WebNovels

Chapter 1 - Betrayal comes from blood

The mountain wind bit at his face, sharp and real in a way that made no sense. He'd been dying—he was sure of it. The poison had worked its way through his veins like ice water, and then there was nothing.

Now there was this.

He looked down at his hands. Solid. Warm. He flexed his fingers and felt the response in his muscles. A cruel trick, maybe. Another layer of whatever hell awaited him.

"You're wondering if you've lost your mind."

He turned. The woman sat at the small table like she'd been waiting for him all along. Her suit was charcoal gray, expensive but not flashy. Her face was calm—the kind of calm that came from seeing things others couldn't. She gestured to the empty chair across from her.

"I haven't," he said flatly. "Lost my mind."

"No. You haven't." She smiled, and for just a moment something flickered behind her eyes—ancient, patient, kind in a way that made his chest hurt. "You're dead. I'm an angel. And I'm here to offer you a choice."

He should have laughed. Should have told her she was insane, that this was brain death, final dreams, chemicals firing in a dying mind. Instead, he sat down.

"My name is Cassiel," she continued, sliding a contract across the table. The paper looked ordinary—cream colored, edges crisp. "I work for the upper echelons. The ones who run things. They've been watching you."

"Watching me?"

"You were interesting," Cassiel said simply. "You loved people who didn't deserve your love. You worked yourself to death for people who killed you. And in your last moment, you cursed them with such feeling." She tilted her head slightly. "Most people die bitter. You died angry. That's rare. That's valuable."

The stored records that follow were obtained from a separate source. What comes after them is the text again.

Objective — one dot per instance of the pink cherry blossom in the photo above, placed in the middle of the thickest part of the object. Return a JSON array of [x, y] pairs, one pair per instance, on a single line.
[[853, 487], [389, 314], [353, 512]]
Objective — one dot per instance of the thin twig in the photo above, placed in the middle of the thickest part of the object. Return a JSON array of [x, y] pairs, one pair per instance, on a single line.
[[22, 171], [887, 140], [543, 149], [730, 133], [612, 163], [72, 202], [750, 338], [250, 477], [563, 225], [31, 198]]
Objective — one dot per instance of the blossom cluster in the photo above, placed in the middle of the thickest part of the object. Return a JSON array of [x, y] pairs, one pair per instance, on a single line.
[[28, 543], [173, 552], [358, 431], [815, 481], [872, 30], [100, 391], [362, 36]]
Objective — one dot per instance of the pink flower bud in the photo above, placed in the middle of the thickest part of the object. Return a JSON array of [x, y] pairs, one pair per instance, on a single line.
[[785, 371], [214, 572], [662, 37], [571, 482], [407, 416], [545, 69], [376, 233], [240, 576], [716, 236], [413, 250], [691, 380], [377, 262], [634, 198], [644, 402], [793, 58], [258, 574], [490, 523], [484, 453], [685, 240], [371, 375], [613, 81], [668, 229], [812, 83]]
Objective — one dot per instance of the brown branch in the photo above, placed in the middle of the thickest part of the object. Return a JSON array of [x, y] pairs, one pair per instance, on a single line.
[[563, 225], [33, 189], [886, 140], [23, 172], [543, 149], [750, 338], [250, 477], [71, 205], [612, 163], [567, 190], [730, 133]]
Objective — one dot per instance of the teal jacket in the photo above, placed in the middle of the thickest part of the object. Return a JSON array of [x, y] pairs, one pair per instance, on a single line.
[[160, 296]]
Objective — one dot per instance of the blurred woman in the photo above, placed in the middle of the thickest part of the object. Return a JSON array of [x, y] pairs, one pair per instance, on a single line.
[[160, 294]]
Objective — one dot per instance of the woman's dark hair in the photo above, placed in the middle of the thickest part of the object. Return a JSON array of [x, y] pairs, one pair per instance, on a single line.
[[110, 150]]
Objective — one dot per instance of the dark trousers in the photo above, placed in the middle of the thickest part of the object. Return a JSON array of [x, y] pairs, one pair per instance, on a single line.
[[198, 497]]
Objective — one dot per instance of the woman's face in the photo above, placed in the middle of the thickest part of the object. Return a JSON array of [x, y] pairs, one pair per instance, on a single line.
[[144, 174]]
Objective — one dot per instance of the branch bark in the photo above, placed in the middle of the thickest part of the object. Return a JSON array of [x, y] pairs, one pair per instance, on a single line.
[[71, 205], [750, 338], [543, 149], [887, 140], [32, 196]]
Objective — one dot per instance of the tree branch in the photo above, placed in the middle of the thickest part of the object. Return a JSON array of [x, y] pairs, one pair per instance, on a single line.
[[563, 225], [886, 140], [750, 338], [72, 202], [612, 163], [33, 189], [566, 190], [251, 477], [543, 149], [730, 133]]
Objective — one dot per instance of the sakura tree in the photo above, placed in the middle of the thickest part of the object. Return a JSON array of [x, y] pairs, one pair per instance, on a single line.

He stared at the contract without reading it.

"What do they want?"

"Entertainment," Cassiel said. "The upper echelons are old. Very old. They've seen most things. But a human with real stakes, real passion, learning to survive in ways his old life never taught him—" She leaned back.

"That entertains them."

"You want me to be a show."

"I want you to live," she corrected. "Fully. Without the weight of people who never appreciated you. The contract gives you power."

He picked up the contract. The words were clear enough.

He thought about his mother's cold eyes when he'd brought her tea.

He thought about his sister and how quickly she'd forgotten who paid for her wedding.

He thought about his wife's hands counting his money while he bled out on the kitchen tiles.

"If I sign," he said slowly, "I can be like superhuman or what?"

"Anything you want," Cassiel said.

"And they just... watch?"

"They watch," Cassiel confirmed. "The way we might watch a story unfold. They don't interfere. They don't control you."

He read through the contract more carefully this time. It was binding, he could feel that—the weight of it seemed to press against the paper itself. But there was nothing in it that asked him to be someone he wasn't. It asked him only to live.

He'd spent thirty years being what other people needed. Being small. Being grateful for scraps of acknowledgment. Being patient while they took and took and took.

He picked up the pen Cassiel offered him. It was warm in his hand.

"What happens to them? My family?"

"They fight over your business. Some of them might feel guilty, but not for long. They'll live their small lives and die their small deaths, and no one will remember them. But you—" She smiled. "You'll become a legend in this world."

He signed.

The moment the pen left the paper, the world changed. Colors sharpened. The wind tasted like copper and possibility. His body felt lighter but stronger, like he'd shed a weight that had crushed him his whole life. Power flooded through him—not overwhelming, but present, waiting, like a sword strapped to his back.

"What now?" he asked.

Cassiel stood, and the world seemed to stand with her. "Now you will wake up in your new body."